By the end I did let myself walk through the aid stations on the fourth loop. Otherwise I didn't walk at all, which was a mental victory. I kept wanting to walk on the uphills when I saw many others doing it. But I also kept repeating the saying from Beth, Tori, and Steve, "Don't be the carnage!" So I just pushed up the hills and kept going, knowing that a downhill would be coming soon.
It was nice to see people out cheering, and my Rev3 Teammate Sarah was with her dad on the run course, and he got this picture, which I really like!
As far as nutrition was concerned I took a PowerGel starting the third loop and a PowerGel starting the fourth loop. I also carried a pack of chews with me from transition and ate those on the first loop. I took water and/or gatorade from every aid station.
When I was coming in to the finish I was running near a Team RWB member who took a flag from someone cheering for her. He told her she makes a right turn then runs around a track and we were done, and I almost just stopped racing. I could not have run around a track. I didn't see how it would be possible with the distance we were at, but I hadn't seen the finish line before so wasn't sure if maybe he was right. When I got to the turn up ahead I saw the finish line just down the chute and was so so happy! No track to run around!
It was fun to run down the chute and have my name called as being part of the Rev3 team!
Run: 2:07:36 (5/18 Age Group)
I didn't get that 5:30 that I was hoping for, but the course was a bit different than I was expecting. It was still a 14 minute PR from Rev3 Florida, which was a flat course, so I'll take it as a big win!
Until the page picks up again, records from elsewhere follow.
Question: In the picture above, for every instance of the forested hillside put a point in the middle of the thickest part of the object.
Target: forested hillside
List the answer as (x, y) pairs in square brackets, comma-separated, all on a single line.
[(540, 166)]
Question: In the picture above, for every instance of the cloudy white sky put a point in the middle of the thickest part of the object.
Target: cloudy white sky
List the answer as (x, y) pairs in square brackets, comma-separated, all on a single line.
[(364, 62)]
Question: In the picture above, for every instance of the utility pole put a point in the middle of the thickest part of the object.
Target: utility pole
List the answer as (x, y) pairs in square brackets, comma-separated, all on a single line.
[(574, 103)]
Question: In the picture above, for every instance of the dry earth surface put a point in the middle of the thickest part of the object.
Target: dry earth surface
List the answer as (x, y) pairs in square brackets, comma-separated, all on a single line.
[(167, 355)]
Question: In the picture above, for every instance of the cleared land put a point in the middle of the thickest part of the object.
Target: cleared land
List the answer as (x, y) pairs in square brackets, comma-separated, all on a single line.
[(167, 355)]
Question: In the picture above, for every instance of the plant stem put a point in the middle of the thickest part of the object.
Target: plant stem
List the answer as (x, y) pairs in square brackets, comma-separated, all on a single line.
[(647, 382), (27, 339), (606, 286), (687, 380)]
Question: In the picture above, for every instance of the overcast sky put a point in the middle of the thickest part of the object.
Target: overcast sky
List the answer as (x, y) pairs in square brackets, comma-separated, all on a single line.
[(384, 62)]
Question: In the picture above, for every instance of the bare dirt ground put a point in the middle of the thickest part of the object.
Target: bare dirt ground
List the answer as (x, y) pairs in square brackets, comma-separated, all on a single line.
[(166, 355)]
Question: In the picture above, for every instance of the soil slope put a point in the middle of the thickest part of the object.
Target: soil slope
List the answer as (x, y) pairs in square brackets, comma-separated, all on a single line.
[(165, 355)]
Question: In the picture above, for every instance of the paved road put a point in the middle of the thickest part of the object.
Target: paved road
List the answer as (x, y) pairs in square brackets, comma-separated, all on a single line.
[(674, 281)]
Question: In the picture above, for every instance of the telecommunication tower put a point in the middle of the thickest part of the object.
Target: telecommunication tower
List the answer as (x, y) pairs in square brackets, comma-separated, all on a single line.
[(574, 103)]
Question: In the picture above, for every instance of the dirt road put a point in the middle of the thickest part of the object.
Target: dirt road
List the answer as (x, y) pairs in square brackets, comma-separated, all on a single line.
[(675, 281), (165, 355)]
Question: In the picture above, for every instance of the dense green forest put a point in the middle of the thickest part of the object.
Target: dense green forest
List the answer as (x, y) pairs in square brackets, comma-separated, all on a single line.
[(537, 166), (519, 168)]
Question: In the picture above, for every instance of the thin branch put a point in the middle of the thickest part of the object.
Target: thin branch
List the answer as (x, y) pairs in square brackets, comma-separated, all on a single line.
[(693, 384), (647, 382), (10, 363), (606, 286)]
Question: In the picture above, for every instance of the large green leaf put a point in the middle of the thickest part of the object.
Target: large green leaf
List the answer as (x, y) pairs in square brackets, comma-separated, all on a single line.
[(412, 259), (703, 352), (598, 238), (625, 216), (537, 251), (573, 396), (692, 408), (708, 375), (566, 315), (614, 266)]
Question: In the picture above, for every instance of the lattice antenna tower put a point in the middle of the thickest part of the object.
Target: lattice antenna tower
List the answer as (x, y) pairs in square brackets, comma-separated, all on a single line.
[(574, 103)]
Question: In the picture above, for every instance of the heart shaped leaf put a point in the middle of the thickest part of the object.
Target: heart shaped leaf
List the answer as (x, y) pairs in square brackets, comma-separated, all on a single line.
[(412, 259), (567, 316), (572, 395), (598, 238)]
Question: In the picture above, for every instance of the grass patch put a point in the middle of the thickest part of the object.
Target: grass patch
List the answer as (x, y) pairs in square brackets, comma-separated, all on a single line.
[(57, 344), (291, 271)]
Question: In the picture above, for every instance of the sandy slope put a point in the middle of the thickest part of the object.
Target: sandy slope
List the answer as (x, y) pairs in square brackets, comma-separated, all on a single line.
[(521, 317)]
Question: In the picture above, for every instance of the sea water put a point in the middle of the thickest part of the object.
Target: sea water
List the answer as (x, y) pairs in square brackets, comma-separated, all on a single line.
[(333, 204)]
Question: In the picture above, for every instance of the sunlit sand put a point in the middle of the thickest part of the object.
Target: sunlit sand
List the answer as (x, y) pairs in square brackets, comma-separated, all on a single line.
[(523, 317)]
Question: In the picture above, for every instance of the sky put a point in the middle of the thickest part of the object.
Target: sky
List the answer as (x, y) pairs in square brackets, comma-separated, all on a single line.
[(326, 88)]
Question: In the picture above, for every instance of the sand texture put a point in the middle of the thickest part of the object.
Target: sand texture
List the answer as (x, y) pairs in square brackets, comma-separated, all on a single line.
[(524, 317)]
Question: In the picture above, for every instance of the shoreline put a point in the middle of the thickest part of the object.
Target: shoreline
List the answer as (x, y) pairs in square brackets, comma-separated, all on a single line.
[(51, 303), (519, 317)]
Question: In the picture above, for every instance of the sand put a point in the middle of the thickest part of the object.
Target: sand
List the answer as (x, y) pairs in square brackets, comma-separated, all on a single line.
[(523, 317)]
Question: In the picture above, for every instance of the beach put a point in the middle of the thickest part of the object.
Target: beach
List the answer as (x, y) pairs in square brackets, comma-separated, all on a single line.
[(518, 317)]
I hung out with Rev3 teammates for a little bit before hopping right back into the car for the 7.5 hour ride back to Augusta. I then drove the last 7.5 hours from Augusta to Tampa on Monday morning. It was a heck of a weekend following a busy week.
My thoughts overall of the Williamsburg course were very positive. I would absolutely do this race again. The swim was fantastic, and I think part of the course went with a current, which gave me a nice time. I'm not sure on that, though, because part of it would have also been against the current. The bike course was outstanding. Though hillier than I expected, I liked it a lot. I was very happy with everything about it, and besides being a good course it was also good training for Chattanooga. And the run course was fine. It wasn't my favorite, but the part in the woods kept us shaded, and the hills were an equalizer for sure.
I had a wonderful time meeting my Rev3 Teammates, and I'm so glad I did this race! It was my first out of state triathlon, and it was the perfect one to start with!